Later I offered Harry the stock and barrow for the daytime stall I had off Cambridge circus, where Bernie Kops also held court. One day, after a bad week, he tipped all the stock on to a waste site, pushed the barrow on top of it and walked away; a typically impulsive action. He moved on to other Soho jobs, for a while becoming a sort of "character-in-residence" at Ronnie Scott's. During this period Scott went to the palace to collect his OBE. On his return his partner Pete King asked how the event had gone and added: "Did she ask about Harry Diamond?"
Eventually, though, he returned to his primary work as a stage-hand, now at the Palladium. Contact with the stage photographer Michael Peto gave him an interest in photography that he developed with the same manic intensity which he brought to jazz and his particular version of jazz-dancing.

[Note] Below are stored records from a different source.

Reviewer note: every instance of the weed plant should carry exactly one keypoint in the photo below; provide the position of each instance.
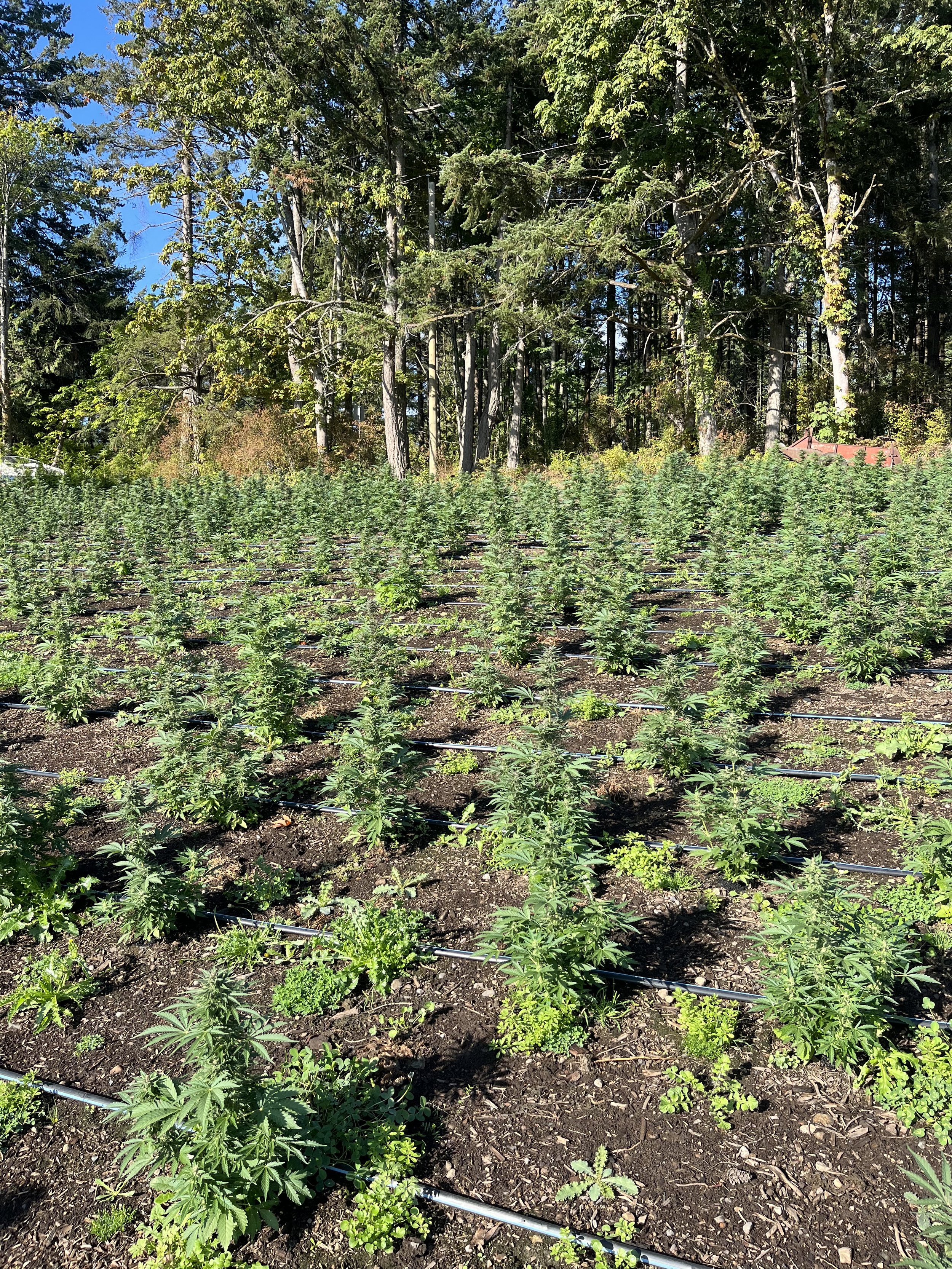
(53, 985)
(210, 774)
(270, 685)
(227, 1144)
(64, 679)
(376, 769)
(19, 1107)
(831, 966)
(738, 829)
(35, 894)
(673, 739)
(154, 898)
(737, 649)
(655, 867)
(933, 1214)
(511, 618)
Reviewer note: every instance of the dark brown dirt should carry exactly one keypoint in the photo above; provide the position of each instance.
(814, 1170)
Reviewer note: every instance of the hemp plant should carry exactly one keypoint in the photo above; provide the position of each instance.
(376, 769)
(154, 898)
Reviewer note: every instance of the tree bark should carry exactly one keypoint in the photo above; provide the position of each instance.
(693, 342)
(933, 316)
(6, 403)
(493, 396)
(466, 437)
(777, 338)
(833, 308)
(394, 419)
(512, 458)
(191, 391)
(432, 386)
(610, 338)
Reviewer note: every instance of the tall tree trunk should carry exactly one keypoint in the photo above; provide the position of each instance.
(610, 338)
(466, 437)
(394, 418)
(933, 315)
(692, 316)
(432, 385)
(512, 458)
(776, 346)
(834, 304)
(6, 401)
(191, 391)
(493, 396)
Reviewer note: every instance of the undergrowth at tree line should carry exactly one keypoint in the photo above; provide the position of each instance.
(846, 560)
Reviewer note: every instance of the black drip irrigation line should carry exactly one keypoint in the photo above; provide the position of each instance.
(324, 809)
(445, 1199)
(645, 706)
(612, 975)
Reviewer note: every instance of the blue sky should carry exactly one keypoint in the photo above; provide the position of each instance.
(93, 34)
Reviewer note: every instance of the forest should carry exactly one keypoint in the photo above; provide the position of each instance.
(449, 233)
(468, 796)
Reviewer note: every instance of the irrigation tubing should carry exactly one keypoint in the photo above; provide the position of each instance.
(648, 707)
(619, 705)
(794, 861)
(445, 1199)
(636, 980)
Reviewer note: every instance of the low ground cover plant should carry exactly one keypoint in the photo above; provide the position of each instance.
(724, 1097)
(35, 892)
(655, 867)
(53, 985)
(709, 1025)
(597, 1181)
(916, 1084)
(19, 1107)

The latter was an astonishing spectacle, seemingly anticipating break-dancing in Britain by several years.
In photography, both portraits and street scenes, he found his true metier, creating famous portraits of Lucian Freud, Francis Bacon and Eduardo Paolozzi among many. In Freud's case at least, he was returning a favour, as Diamond had sat for Freud as early as 1951. This was for the painting Interior at Paddington, part of an Arts Council Festival of Britain commission. The architect John Lapthorne, who had known Diamond in his own Soho days as a student, tells of his astonishment when wandering round the Museum of Modern Art in New York on suddenly being confronted with a life-size Harry Diamond on the wall.
The National Portrait Gallery picked up a number of Diamond's portraits and he returned that gesture by leaving the bulk of his unsold work, his camera and working tools to the NPG. For a while his work was fashionable, but difficulties in persuading him to exhibit led to a loss of interest and when I last met him in the Wenlock, a pub off City Road, listening to the ex-Humphrey Lyttelton pianist Johnny Parker, he told me he was finished with photography as there was no money in it.
Neither part of this comment was strictly true, perhaps, but he certainly fell out of the public eye – although he could still be found in the specialist jazz-record shops most Saturday afternoons and was not obviously impecunious.
His funeral took place on 23 December 2009. It is perhaps typical of the affection with which the jazz world regarded him that one of Britain's premier saxophonists, Alan Barnes, rose at 7am in order to play at his funeral. He was possibly the last of the great Soho eccentrics from a time that also numbered Jeffrey Bernard, Sidney Knight, Ironfoot Jack and George Melly. He was a difficult man, but many will miss him and mourn the loss of this autodidact talent.
Harry Diamond, photographer: born London 25 August 1924; died London 3 December 2009.